Closed ajstewart closed 3 months ago
@ajstewart I see that you have enabled the FUNCTION_ISOLATE_WORKER_DEPENDENCIES flag. Do you need this flag enabled? If not, could you disable this flag and try again?
Thanks for the reply, ah yes from my other issue (#1339) I know that can spell trouble.
I'll turn it off and get back to you, I'll need to build up some events to process.
Ok so I repeated the test without PYTHON_ISOLATE_WORKER_DEPENDENCIES
and indeed this has stopped these particular errors. I'm only seeing the function timeouts and 502 from my other service.
Should this setting come with bit more of a warning? Like with the other issue I linked to I seem to run into a lot of problems because of it, when originally in the documentation it made it sound like it should avoid such conflicts. But it just seems to create more.
I'll be conscious to avoid this setting in the future.
I'm reporting this issue as something seems wrong in terms of the actual starting of the function. If the error was true all the time the function would never run, where as it does complete successfully when the load is light.
I've recently updated the Function to 3.11 as well so not sure if it's on that version or others.
Investigative information
1d160805-1108-481f-acb9-96e738070137
Repro steps
Unfortunately I can only reproduce by putting my particular function under load.

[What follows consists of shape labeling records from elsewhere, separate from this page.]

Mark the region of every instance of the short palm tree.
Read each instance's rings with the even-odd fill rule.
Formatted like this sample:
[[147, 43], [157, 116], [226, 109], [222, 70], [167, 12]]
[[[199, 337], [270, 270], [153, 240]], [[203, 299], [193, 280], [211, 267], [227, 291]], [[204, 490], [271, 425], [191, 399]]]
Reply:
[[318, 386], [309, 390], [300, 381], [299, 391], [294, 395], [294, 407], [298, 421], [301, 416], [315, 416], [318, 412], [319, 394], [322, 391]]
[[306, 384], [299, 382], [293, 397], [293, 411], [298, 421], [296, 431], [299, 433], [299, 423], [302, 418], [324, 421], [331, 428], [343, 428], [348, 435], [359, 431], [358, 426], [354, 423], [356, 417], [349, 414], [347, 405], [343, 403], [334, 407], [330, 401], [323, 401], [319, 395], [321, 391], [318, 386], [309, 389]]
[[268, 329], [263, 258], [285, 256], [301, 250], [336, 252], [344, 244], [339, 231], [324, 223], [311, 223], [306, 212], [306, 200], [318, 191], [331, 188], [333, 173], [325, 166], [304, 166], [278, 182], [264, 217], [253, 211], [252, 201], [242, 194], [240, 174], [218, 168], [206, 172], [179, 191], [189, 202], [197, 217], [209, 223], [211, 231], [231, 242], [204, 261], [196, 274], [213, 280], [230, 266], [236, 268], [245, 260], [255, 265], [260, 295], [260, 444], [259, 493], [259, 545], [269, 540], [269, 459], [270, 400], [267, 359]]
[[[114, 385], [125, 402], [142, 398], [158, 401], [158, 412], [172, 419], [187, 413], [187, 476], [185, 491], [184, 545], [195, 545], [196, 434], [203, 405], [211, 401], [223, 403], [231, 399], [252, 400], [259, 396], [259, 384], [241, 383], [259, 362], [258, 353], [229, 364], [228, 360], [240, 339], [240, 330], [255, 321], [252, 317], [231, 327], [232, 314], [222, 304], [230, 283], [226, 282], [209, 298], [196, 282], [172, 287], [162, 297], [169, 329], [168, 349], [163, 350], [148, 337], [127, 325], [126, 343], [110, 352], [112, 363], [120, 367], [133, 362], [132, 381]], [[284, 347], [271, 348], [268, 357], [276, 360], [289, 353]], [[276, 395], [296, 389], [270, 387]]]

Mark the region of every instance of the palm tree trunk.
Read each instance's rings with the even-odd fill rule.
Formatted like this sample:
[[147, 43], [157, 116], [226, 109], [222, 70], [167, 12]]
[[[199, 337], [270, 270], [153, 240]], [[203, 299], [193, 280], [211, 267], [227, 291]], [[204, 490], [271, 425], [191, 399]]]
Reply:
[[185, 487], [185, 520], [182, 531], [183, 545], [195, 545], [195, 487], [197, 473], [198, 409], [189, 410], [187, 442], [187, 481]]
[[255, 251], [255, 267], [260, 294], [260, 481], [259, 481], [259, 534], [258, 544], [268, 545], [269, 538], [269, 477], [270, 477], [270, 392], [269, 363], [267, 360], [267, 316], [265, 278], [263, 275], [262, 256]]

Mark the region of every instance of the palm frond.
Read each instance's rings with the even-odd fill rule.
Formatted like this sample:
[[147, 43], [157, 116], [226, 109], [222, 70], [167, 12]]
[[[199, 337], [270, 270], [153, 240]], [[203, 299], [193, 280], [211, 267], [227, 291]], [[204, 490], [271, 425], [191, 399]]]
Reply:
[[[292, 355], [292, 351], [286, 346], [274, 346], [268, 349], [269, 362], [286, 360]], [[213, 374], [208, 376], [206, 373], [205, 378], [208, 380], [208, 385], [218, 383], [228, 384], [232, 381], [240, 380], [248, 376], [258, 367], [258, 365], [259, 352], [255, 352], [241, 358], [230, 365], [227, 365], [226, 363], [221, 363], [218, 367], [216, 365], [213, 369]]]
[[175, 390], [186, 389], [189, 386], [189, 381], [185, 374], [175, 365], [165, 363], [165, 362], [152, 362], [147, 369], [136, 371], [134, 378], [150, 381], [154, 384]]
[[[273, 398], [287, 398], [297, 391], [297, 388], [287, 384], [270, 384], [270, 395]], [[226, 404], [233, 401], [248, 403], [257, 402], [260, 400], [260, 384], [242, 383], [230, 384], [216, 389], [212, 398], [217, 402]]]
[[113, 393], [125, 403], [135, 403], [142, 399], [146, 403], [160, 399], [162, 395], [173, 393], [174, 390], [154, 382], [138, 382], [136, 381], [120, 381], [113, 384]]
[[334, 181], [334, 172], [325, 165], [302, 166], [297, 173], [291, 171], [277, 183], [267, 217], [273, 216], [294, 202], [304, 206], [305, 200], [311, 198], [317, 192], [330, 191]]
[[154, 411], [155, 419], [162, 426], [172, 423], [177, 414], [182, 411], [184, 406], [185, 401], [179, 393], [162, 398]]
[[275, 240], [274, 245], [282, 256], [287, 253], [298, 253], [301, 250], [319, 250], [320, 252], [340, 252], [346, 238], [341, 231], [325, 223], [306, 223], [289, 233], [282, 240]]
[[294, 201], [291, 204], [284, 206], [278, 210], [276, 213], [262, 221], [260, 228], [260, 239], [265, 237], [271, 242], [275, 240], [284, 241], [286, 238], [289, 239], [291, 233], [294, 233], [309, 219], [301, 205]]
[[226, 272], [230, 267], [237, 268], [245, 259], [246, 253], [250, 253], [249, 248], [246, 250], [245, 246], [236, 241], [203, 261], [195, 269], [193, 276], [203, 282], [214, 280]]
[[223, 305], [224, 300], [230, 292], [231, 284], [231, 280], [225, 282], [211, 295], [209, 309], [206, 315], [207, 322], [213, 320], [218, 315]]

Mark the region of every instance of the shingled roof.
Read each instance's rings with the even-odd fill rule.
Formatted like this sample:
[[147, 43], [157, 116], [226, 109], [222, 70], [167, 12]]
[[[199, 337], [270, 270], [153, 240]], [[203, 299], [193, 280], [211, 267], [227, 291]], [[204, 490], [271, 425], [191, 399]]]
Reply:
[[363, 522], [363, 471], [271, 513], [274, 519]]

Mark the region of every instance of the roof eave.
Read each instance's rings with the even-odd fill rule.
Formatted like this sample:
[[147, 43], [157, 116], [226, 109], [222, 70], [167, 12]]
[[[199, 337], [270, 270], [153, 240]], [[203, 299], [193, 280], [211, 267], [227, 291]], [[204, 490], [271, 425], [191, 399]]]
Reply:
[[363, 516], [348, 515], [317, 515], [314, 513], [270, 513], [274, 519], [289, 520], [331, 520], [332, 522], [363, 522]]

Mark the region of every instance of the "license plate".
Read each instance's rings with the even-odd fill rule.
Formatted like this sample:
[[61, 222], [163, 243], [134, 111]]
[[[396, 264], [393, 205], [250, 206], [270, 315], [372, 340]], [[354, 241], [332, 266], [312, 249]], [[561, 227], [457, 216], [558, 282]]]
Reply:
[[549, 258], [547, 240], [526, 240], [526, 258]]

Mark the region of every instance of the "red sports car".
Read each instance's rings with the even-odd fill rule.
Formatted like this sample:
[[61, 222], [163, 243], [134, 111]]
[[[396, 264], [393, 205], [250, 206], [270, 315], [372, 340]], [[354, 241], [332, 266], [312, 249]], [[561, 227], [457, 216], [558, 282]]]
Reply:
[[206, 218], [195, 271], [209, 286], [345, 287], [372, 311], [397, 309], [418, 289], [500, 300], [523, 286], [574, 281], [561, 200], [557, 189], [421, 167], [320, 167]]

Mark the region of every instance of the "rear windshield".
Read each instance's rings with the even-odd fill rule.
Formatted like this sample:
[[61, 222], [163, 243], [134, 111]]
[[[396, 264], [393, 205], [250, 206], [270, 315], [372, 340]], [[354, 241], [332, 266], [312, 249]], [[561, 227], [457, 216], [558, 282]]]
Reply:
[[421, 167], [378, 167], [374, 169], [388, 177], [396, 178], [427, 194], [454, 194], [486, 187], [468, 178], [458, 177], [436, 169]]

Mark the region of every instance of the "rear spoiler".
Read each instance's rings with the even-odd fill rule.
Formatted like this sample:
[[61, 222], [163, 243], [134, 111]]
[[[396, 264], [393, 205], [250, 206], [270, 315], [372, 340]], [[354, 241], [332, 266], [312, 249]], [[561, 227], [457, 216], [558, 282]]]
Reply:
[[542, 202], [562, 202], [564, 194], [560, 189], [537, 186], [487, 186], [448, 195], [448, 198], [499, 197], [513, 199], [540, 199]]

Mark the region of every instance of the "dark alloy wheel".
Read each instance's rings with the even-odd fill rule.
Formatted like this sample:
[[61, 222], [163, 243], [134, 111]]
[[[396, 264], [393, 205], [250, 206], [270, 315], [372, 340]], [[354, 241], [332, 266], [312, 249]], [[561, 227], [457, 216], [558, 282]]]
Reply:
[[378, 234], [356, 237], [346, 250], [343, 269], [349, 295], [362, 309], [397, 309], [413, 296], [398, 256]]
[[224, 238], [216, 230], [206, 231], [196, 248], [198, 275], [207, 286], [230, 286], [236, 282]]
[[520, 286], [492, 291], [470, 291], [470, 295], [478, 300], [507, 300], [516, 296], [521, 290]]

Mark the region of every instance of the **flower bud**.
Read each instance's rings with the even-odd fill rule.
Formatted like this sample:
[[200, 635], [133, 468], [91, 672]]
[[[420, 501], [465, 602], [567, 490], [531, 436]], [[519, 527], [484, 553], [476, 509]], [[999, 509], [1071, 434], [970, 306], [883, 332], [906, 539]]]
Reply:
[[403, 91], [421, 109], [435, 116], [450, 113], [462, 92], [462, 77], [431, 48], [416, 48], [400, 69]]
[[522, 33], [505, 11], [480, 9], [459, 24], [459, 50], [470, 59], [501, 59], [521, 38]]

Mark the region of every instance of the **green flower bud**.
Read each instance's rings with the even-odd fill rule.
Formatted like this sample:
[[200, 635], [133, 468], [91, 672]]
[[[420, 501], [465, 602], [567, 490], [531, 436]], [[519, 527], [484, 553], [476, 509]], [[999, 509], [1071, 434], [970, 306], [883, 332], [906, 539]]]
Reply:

The function (which is an experimental one) contains a call that can suffer from long response times (~3 mins sometimes) and 502 gateway errors under load. I'm not sure if this is masking or causing the error that I'm reporting here, though I suspect they are linked given what I'm seeing.
Expected behavior
I expect the function to load normally as it does under light load. Or fail with raised HTTP response or timeout.
Actual behavior
Under a load of about 1000 queue messages to churn through (a typical response should take around 20-30 seconds) I am transiently getting the error below. It seems pretty fundamental and perhaps points towards a new instance failing to start correctly? Most of the requests do go through ok, but I have to re-send through some messages from the poison queue for processing to finish on all of them.
When the load is light I do not encounter any errors.
The function is not optimised or ideal but I still expect the load to be processed given that each task should only fail with bad gateways or maybe timeouts at a stretch - maybe this is masking that and the error is a red herring but I thought I would report it in any case.
Known workarounds
Don't subject the function to high loads.
Contents of the requirements.txt file:
Don't want to share but invocation id is above.